HP has announced the general availability of its Open Stack-powered public cloud service in the hopes that this will boost customer confidence as it recovers from the $10 billion botched acquisition of enterprise search vendor Autonomy.

The race to commoditize the open-source cloud operating system is firmly underway, but as an original investor, HP has a head-start. For HP, this is part of an ongoing push to bring enterprise customers a combination of private, public and managed cloud resources — a true hybrid cloud.

In addition to releasing its OpenStack-powered public cloud product, HP also announced enhancements to its Cloud Service Automation software, and that its suite of cloud offerings now includes a platform as a service (PaaS) based on VMware’s Cloud Foundry. Read more here about the growing demand from enterprises for PaaS, which makes it easier for developers to deploy applications in the cloud.

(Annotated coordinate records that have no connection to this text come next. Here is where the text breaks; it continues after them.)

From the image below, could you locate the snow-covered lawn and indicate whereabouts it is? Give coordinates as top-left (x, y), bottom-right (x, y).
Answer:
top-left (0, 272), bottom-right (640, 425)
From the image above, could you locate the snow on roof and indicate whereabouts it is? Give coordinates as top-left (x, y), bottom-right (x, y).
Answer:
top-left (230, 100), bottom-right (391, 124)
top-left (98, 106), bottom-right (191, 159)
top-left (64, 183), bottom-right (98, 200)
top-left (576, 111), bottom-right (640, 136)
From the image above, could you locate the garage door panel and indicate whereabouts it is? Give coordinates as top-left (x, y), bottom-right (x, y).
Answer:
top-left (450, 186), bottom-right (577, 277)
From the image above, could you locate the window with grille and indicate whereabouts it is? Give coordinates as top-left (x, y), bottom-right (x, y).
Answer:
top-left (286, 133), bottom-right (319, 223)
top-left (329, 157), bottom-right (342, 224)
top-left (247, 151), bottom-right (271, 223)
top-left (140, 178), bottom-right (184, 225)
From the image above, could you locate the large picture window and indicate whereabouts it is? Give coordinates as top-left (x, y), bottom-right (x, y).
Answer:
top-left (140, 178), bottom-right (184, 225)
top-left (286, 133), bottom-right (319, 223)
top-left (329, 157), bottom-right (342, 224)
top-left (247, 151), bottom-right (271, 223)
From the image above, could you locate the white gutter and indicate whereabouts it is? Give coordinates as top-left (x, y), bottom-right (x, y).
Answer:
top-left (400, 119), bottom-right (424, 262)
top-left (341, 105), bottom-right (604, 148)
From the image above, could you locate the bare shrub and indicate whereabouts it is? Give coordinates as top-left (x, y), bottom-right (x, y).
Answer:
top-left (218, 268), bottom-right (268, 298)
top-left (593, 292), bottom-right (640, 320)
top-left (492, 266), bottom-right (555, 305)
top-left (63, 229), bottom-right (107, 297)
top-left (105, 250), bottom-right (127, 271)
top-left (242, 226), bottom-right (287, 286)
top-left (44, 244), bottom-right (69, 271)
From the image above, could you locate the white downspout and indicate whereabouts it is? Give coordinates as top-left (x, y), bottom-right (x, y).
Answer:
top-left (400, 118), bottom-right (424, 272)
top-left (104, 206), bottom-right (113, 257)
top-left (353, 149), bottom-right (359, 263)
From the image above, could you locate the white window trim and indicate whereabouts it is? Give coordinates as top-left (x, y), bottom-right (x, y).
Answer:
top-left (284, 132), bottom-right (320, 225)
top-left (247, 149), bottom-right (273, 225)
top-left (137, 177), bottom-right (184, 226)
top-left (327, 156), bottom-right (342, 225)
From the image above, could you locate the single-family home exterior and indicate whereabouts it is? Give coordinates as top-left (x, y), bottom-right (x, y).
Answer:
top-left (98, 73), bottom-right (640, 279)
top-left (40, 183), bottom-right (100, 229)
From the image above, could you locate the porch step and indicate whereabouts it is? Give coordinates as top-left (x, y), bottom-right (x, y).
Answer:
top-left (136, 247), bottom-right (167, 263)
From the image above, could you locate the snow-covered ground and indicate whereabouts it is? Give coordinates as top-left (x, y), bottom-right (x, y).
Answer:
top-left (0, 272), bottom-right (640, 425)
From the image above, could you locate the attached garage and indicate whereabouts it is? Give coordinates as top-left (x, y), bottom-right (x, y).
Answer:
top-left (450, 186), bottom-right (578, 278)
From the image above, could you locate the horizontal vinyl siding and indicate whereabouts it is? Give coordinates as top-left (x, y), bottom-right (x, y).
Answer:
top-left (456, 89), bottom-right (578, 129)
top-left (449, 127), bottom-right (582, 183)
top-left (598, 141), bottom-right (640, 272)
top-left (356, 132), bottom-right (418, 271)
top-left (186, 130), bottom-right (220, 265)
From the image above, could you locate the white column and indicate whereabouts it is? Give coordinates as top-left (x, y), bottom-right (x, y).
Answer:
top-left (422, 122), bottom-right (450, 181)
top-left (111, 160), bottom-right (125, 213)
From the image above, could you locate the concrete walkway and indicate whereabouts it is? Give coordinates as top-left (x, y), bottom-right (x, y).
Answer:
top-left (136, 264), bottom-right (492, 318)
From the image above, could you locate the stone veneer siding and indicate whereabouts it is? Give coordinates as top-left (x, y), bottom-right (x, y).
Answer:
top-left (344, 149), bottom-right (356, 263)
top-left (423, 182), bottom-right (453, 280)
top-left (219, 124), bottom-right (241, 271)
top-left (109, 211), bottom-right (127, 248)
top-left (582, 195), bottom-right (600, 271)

HP will make the announcement of the release today at its Discover event in Frankfurt, Germany. The company faces some stiff competition from incumbent cloud computing giants — Rackspace and Amazon make similar claims about the benefits of the hybrid cloud. Dell and Internap are also rolling out their Open-Stack based public clouds. But given HP’s early experimentation in the area, it is already in the game in some ways: France’s second largest carrier, SFR, for example, is using HP’s OpenStack modification in its own offering in France (see how that deal emerged from our own CloudBeat conference in 2011).

HP’s open-cloud offering, Cloud Compute, promises to deliver reliable resources to handle heavy production workloads — its a “pay as you go” model that lets customers pay for the services they actually use. Cloud Compute is an “open cloud” service, meaning that customers are free to choose their platform and language without fear of vendor lock-in.

Free trials are currently on-offer and promotional pricing is available until January — early customers will receive the service at a 50 percent discount.

According to Network World, the company is also announcing a beta version of a cloud-based block storage service, which will likely be generally available in the coming months.